OpenSplice: the impact of half a million mutations on the alternative splicing of 600 human exons
Journal:
bioRxiv
Published Date:
May 23, 2026
Abstract
Alternative splicing of mRNA precursors is an important step in gene regulation and a major mechanism by which genetic variants cause human disease. However, changes in splicing have only been quantified for a tiny fraction of possible variants in the human genome, limiting our ability to interpret clinical variants, evaluate and develop machine learning models, and understand the splicing regulatory code. Here, to address this data gap, we present OpenSplice, a well-calibrated experimental dataset that quantifies the impact of >590,000 variants on the splicing of >600 human alternatively spliced exons. OpenSplice increases the number of exons with site saturation mutagenesis data ~28-fold, quantifying the impact of all possible exonic and proximal intronic single nucleotide (nt) substitutions, as well as all 1, 3, 6 and 21nt deletions. Hundreds of thousands of variants affect splicing and we use the data to evaluate machine learning models, to interpret clinical variants, and to map splicing regulatory architectures.

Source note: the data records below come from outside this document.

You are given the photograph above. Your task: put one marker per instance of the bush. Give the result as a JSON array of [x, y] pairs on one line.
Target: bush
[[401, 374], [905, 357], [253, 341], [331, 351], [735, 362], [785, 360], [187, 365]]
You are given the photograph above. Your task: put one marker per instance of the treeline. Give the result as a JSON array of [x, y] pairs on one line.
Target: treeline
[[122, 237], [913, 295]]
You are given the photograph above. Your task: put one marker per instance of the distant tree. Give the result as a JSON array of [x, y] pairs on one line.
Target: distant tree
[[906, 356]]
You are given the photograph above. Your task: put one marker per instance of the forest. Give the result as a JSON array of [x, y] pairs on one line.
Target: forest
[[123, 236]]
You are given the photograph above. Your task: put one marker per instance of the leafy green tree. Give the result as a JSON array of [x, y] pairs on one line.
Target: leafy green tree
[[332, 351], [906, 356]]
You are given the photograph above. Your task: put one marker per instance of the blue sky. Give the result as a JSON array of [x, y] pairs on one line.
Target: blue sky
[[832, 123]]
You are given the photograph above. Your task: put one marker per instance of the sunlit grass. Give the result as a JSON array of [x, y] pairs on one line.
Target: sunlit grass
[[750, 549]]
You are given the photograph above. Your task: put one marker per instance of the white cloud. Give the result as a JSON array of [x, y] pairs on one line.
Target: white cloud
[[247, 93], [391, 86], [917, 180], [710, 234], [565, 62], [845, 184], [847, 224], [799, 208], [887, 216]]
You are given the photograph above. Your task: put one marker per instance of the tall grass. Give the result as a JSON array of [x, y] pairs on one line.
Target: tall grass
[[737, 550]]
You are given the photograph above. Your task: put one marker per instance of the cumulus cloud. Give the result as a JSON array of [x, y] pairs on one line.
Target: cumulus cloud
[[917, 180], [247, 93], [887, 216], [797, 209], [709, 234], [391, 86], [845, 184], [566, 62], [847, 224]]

Exons and introns exhibit a broad spectrum of regulatory landscapes, including configurations dominated by enhancers or silencers, checkerboard-like patterns with interleaved enhancers and silencers, and sparse architectures with minimal regulatory content. Silencers are particularly important for determining inclusion levels. OpenSplice provides a complete atlas of variants that impact splicing, a rich testing and training dataset for machine learning models, and a comprehensive map of regulatory elements for mechanistic studies.